Purtroppo constato che chi non sa pregare, non da vivere.
Certamente il non saper pregare, non coincide con il non dire le preghiere.
Pregare credo sia, prima di tutto, essere certi che noi siamo in perenne, soave, contatto con il Padre. Il pregare è come un ricordarci delle vere coordinate della nostra vita. Siamo in Dio, veniamo da Lui, camminiamo, minuto per minuto verso di Lui, per riposare in Lui per sempre, in una felicità impensabile.
Gesù, in procinto della sua straziane morte, affermava di andare dal Padre: “Vengo da te!”.
La preghiera ci salva dal sentirci isolati nel mondo.

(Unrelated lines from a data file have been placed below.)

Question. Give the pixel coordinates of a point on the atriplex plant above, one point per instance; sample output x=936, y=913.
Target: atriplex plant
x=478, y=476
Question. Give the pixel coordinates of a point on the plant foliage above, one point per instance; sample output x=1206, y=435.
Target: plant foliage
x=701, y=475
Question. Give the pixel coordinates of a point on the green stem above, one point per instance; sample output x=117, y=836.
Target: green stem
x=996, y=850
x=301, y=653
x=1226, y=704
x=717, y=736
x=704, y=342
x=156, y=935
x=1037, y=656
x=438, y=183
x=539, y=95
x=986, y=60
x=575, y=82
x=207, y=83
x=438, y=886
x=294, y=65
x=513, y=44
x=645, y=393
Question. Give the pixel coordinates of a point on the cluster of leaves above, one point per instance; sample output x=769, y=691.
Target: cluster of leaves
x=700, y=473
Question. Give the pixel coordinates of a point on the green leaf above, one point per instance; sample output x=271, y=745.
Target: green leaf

Possiamo anche trovarci soli, ma non siamo isolati: non da Gesù né dal Padre (né da tutto l’universo paradisiaco!), né dagli altri, che con noi dividono il vivere, e, spesso, il convivere nella certezza della presenza e dell’amore del Padre.
Pregare è l’abbracciare l’universo, in una profondità, che nessun telescopio riesce a raggiungere.
Guardo il sole o i gerani del mio pergolo, e questo è anche pregare, se il mio cuore è unito al Padre. Io sono tuffato nell’universo di Dio, e tutto attorno a me, prega con me!
Per non pregare, devo volutamente staccarmi dalla preghiera. E questo stimola la mia felicità, nell’operare e nel pensare, nel pensare e nel sentire.
Il Padre, facendomi suo figlio, mi ha costituito preghiera, ossia il “rivolgermi a Lui”, perché Lui è rivolto continuamente, a me e a tutti, per l’amore alle sue creature. “E vide che era cosa buona”!